IBMC - Instituto de Biologia Molecular e Celular, Universidade do Porto, Porto, Portugal.
PLoS One. 2012;7(4):e34983. doi: 10.1371/journal.pone.0034983. Epub 2012 Apr 4.
Cyanobacteria are a group of photosynthetic prokaryotes that have a diverse morphology, minimal nutritional requirements and metabolic plasticity that has made them attractive organisms to use in biotechnological applications. The use of these organisms as cell factories requires the knowledge of their physiology and metabolism at a systems level. For the quantification of gene transcripts real-time quantitative polymerase chain reaction (RT-qPCR) is the standard technique. However, to obtain reliable RT-qPCR results the use and validation of reference genes is mandatory. Towards this goal we have selected and analyzed twelve candidate reference genes from three morphologically distinct cyanobacteria grown under routinely used laboratory conditions. The six genes exhibiting less variation in each organism were evaluated in terms of their expression stability using geNorm, NormFinder and BestKeeper. In addition, the minimum number of reference genes required for normalization was determined. Based on the three algorithms, we provide a list of genes for cyanobacterial RT-qPCR data normalization. To our knowledge, this is the first work on the validation of reference genes for cyanobacteria constituting a valuable starting point for future works.
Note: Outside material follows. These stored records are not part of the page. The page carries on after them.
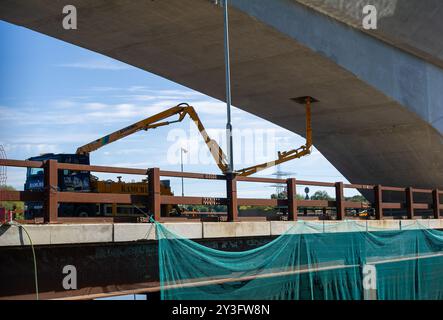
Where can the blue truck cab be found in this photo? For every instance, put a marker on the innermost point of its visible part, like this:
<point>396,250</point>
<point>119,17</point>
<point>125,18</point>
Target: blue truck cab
<point>75,181</point>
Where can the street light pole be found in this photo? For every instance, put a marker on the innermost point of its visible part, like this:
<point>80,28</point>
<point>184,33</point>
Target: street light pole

蓝藻是一群具有多样形态、最低营养需求和代谢可塑性的光合原核生物,这使它们成为生物技术应用中极具吸引力的生物。将这些生物体用作细胞工厂需要在系统水平上了解它们的生理学和代谢。对于基因转录本的定量,实时定量聚合酶链反应 (RT-qPCR) 是标准技术。然而,为了获得可靠的 RT-qPCR 结果,必须使用和验证参考基因。为此,我们从三种形态上明显不同的蓝藻中选择并分析了 12 个候选参考基因,这些蓝藻在常规使用的实验室条件下生长。在每个生物体中表现出较小变化的六个基因,使用 geNorm、NormFinder 和 BestKeeper 来评估它们的表达稳定性。此外,还确定了归一化所需的最少参考基因数。基于这三种算法,我们为蓝藻 RT-qPCR 数据归一化提供了一组基因列表。据我们所知,这是针对蓝藻参考基因验证的第一项工作,为未来的工作提供了有价值的起点。